C'est facile de s'y retrouver pour vous qui avez composé les morceaux mais l'auditeur, qui ne connaît pas les structures de base, ne risque t-il pas d'être un peu perdu ?

Je crois que l'auditeur fait ce chemin-là mais dans l'autre sens. Il écoute le morceau plusieurs fois et il s'enrichit quand il le réécoute. Parce que tout ce qui ne figure pas en première impression lui apparaît peu à peu aux réécoutes. C'est le contraire de l'arrangement. Plutôt que d'enjoliver les morceaux, on les épure. C'est du minimalisme HI-FI quoi...
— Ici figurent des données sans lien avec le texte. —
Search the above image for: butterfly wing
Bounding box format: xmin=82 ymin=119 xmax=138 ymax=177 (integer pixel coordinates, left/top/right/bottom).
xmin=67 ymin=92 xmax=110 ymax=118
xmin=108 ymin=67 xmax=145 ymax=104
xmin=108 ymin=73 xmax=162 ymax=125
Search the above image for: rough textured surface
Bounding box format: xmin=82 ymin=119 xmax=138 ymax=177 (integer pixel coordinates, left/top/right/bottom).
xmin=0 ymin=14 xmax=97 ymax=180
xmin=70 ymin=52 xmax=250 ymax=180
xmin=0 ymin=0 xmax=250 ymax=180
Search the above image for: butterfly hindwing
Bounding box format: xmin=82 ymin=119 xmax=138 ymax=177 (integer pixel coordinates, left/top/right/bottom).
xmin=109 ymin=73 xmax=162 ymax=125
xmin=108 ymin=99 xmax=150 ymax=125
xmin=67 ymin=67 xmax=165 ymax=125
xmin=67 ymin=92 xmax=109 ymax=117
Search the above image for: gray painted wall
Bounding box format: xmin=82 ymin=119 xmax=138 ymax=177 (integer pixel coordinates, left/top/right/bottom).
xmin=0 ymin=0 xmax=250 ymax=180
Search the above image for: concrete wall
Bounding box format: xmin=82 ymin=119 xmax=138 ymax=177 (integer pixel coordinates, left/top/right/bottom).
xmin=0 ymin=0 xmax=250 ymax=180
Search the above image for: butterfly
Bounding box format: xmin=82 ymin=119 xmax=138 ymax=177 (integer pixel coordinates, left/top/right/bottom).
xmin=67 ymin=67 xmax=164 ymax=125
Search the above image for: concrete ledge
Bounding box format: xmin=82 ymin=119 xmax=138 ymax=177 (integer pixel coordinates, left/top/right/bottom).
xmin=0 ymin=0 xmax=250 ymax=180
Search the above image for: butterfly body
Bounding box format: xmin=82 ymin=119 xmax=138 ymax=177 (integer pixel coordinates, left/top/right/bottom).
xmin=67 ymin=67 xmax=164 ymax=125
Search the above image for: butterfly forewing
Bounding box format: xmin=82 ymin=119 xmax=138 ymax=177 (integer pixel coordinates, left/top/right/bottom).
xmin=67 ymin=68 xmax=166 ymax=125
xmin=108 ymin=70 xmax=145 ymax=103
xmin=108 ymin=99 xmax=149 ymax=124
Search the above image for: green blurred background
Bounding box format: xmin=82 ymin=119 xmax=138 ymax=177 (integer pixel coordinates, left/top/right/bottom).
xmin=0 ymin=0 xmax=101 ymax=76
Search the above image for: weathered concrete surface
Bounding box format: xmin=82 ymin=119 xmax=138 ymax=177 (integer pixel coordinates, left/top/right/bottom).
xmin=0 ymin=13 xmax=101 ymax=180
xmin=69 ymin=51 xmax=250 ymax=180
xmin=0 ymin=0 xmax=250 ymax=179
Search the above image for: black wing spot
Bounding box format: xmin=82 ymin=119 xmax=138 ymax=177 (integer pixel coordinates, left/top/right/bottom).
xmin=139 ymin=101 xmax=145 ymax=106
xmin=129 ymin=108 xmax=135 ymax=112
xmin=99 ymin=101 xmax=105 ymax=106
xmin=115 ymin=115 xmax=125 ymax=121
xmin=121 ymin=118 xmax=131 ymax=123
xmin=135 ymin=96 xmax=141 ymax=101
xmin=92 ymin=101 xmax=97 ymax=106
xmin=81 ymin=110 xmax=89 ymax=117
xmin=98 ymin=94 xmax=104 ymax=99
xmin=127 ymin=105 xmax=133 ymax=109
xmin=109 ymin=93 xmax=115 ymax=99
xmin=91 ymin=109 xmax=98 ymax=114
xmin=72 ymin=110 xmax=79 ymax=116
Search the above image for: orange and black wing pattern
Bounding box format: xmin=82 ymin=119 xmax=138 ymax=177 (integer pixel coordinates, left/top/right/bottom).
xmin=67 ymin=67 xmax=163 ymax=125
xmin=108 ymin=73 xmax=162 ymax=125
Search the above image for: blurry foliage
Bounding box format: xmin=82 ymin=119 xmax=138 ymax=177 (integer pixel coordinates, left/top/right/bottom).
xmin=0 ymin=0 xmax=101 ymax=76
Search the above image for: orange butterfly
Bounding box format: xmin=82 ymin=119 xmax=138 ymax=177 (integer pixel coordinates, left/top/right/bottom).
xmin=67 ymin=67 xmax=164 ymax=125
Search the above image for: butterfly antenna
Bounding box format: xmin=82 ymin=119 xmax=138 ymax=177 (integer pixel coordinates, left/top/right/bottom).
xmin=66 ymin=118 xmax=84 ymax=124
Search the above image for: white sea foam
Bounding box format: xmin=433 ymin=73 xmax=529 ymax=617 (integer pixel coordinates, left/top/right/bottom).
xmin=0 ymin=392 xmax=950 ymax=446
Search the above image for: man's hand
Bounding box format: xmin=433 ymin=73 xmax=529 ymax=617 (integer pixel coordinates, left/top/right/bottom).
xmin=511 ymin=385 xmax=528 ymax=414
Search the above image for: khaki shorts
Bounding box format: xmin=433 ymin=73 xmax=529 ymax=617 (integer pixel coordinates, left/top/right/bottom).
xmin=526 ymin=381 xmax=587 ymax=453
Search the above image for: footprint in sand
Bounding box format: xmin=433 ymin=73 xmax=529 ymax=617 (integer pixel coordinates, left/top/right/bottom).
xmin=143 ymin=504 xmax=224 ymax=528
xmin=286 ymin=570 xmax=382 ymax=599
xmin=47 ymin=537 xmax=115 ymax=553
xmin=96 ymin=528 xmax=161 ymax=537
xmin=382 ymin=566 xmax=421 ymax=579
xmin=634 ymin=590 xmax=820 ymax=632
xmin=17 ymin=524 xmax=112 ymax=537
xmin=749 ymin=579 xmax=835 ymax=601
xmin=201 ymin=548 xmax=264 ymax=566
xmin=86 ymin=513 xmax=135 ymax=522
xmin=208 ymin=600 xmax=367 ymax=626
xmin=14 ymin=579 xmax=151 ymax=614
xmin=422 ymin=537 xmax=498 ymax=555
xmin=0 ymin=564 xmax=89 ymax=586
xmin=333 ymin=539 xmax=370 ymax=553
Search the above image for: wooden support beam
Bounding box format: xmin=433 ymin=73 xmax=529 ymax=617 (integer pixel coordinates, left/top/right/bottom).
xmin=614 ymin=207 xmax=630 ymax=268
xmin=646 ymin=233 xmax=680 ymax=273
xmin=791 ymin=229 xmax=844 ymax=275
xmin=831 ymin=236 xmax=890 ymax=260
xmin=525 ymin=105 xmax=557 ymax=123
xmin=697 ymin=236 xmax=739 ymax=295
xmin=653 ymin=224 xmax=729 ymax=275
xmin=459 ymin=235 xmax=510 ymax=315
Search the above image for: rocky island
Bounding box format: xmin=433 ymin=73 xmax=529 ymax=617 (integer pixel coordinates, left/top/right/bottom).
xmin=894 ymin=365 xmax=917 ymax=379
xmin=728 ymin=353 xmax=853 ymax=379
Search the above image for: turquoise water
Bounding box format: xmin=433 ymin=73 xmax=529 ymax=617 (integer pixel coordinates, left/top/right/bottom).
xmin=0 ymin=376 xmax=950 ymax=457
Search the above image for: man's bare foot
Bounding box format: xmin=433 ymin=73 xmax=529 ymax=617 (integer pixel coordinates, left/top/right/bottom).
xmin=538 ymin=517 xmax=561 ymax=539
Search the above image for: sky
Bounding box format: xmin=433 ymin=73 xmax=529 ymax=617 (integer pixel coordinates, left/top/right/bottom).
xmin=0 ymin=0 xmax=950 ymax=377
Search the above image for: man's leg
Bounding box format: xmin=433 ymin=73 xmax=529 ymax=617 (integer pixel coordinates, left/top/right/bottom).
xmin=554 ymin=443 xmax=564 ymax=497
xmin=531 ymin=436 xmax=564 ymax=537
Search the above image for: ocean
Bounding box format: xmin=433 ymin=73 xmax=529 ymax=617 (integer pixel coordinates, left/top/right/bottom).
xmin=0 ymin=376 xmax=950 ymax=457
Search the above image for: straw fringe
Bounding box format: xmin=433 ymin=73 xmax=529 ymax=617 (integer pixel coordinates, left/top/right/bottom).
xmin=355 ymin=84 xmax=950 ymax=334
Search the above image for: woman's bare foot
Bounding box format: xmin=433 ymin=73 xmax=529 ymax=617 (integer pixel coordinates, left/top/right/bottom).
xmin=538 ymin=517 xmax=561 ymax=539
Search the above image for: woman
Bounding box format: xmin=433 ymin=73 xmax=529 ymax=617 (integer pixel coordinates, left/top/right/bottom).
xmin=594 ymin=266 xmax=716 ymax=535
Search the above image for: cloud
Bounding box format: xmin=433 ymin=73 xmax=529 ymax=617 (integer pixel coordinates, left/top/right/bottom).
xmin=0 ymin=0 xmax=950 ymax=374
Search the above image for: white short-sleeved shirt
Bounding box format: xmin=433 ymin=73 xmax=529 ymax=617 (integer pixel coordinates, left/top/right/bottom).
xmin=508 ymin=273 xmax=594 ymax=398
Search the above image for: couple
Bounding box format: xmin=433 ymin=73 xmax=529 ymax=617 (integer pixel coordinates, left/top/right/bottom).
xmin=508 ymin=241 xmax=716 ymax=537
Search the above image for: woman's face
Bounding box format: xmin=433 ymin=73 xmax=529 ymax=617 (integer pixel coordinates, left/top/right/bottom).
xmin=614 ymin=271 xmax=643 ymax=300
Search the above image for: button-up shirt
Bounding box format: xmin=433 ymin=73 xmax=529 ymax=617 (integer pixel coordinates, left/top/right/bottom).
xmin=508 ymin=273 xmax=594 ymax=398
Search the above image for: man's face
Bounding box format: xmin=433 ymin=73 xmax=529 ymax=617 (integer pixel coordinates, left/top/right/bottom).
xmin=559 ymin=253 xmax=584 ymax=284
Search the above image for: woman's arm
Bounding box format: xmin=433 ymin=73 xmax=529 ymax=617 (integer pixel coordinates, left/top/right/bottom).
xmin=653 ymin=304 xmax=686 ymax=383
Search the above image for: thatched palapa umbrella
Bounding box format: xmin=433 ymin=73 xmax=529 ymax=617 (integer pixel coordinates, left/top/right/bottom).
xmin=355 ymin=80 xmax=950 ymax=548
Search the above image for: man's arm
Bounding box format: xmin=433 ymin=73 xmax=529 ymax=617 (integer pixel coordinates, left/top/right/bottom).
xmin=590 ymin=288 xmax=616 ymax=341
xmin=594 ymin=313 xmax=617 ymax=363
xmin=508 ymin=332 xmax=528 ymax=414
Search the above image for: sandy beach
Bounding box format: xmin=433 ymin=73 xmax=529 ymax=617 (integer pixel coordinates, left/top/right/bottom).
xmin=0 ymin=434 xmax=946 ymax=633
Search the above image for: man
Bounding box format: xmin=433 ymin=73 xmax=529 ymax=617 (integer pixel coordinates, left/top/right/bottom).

Qu'est ce que cela va donner sur scène ?

Je ne sais pas si je vais jouer "Météor Show" en concert. Je ne suis pas partisan du côté "service après-vente" des albums en concert. J'ai vraiment envie de laisser cette proposition sonore vivre dans son existence de disque. Le live m'intéresse énormément bien sûr. Par exemple, on est assez fier du dernier album live de Kat Onoma "Happy Birthday Public".
Le live, c'est important. Je ne vais pas y aller pour exécuter une musique. Je trouve que cela n'aurait aucun sens. Ce n'est pas encore à l'ordre du jour.

Propos recueillis par Frédéric Garat.